AICPA Sends Tax Proposals to Congress

The American Institute of CPAs has sent a letter outlining a set of legislative proposals to the leaders of Congress’s two main tax committees, the House Ways and Means Committee and the Senate Finance Committee, recommending ways to simplify the tax laws and make them fairer.

The AICPA said in the letter it sent last week that the focus of the proposals is on provisions in the Internal Revenue Code that “are not unduly controversial” and “are technical in nature.” The 32 proposals promote simplicity and fairness, according to the AICPA, and would improve tax administration. The proposals cover a range of tax issues affecting individuals, businesses, trusts and estates, and exempt organizations.

Among the recommendations are harmonizing and simplifying education-related tax provisions; standardizing the allowable mileage rates for business expense, medical expense and charitable contribution purposes; allowing certain attorney fees and court costs to be deductions for adjusted gross income; clarifying and simplifying reporting of cancellation of debt income; simplifying the provisions for calculating the tax on unearned income of a child; and simplifying the tax treatment of Roth IRA contributions.

The two tax committees have been at work on broader tax reform plans, but the prospects of a comprehensive tax overhaul appears to be unlikely this year, with lawmakers gearing up for midterm elections in November.
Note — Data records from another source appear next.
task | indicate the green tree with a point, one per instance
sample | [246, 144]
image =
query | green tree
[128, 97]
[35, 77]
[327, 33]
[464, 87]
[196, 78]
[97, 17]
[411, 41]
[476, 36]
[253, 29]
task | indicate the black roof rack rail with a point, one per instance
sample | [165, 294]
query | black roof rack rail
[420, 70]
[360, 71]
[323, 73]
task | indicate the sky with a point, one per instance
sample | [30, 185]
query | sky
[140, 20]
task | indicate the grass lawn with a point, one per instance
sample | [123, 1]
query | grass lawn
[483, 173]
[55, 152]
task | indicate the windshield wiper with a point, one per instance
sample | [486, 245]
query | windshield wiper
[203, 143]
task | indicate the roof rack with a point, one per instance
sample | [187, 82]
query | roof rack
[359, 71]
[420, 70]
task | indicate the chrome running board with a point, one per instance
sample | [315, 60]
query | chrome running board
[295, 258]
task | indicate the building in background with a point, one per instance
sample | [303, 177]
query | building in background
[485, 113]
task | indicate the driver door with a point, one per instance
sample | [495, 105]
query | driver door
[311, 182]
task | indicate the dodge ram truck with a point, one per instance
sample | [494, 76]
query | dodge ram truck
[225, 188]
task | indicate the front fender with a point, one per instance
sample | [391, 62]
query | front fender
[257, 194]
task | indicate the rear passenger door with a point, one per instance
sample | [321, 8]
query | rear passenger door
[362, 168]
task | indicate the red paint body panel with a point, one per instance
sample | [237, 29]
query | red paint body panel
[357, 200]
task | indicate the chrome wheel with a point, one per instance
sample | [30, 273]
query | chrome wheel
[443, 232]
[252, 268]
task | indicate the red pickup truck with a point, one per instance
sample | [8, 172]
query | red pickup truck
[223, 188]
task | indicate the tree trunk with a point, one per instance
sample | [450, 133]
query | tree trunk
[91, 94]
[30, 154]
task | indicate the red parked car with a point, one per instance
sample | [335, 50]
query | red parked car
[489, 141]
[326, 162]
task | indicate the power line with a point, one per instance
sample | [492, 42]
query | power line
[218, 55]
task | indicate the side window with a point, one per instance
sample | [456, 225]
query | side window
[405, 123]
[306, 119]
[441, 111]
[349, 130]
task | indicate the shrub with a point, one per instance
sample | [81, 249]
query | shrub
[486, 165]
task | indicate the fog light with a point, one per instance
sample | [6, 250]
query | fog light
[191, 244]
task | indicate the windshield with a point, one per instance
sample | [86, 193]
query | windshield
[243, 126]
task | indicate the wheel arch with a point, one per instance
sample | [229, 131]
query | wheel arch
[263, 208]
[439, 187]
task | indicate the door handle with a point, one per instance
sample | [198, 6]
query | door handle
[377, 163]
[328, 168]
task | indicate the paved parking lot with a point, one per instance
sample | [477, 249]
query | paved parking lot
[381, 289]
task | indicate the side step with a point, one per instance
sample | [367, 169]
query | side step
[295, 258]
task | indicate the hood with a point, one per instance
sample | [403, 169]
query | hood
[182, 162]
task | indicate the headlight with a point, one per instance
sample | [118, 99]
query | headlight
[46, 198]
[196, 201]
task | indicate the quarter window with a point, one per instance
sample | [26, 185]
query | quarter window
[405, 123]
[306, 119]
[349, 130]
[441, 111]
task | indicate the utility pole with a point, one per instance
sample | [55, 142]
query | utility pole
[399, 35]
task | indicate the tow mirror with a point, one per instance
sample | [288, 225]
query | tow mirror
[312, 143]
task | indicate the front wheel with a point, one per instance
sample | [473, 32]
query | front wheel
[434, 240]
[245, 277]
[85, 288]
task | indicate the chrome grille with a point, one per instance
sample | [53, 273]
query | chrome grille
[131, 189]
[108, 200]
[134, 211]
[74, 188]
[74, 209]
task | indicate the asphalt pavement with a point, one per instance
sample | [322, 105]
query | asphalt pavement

However, House Ways and Means Committee chairman Dave Camp, R-Mich., is expected to release a long-awaited draft tax reform plan this week (see Ways and Means Chairman Camp Plans Draft Tax Revamp Next Week amid Political Hurdles).

In the Senate, a new chairman took over this month at the Senate Finance Committee, Ron Wyden, D-Ore., following the departure of the former chairman, Max Baucus, D-Mont., who was recently confirmed as U.S. Ambassador to China. Baucus had been working closely with Camp on the tax reform effort, but Wyden has signaled that his first priority will be to focus on the set of temporary tax provisions traditionally known as “tax extenders,” many of which expired at the end of last year.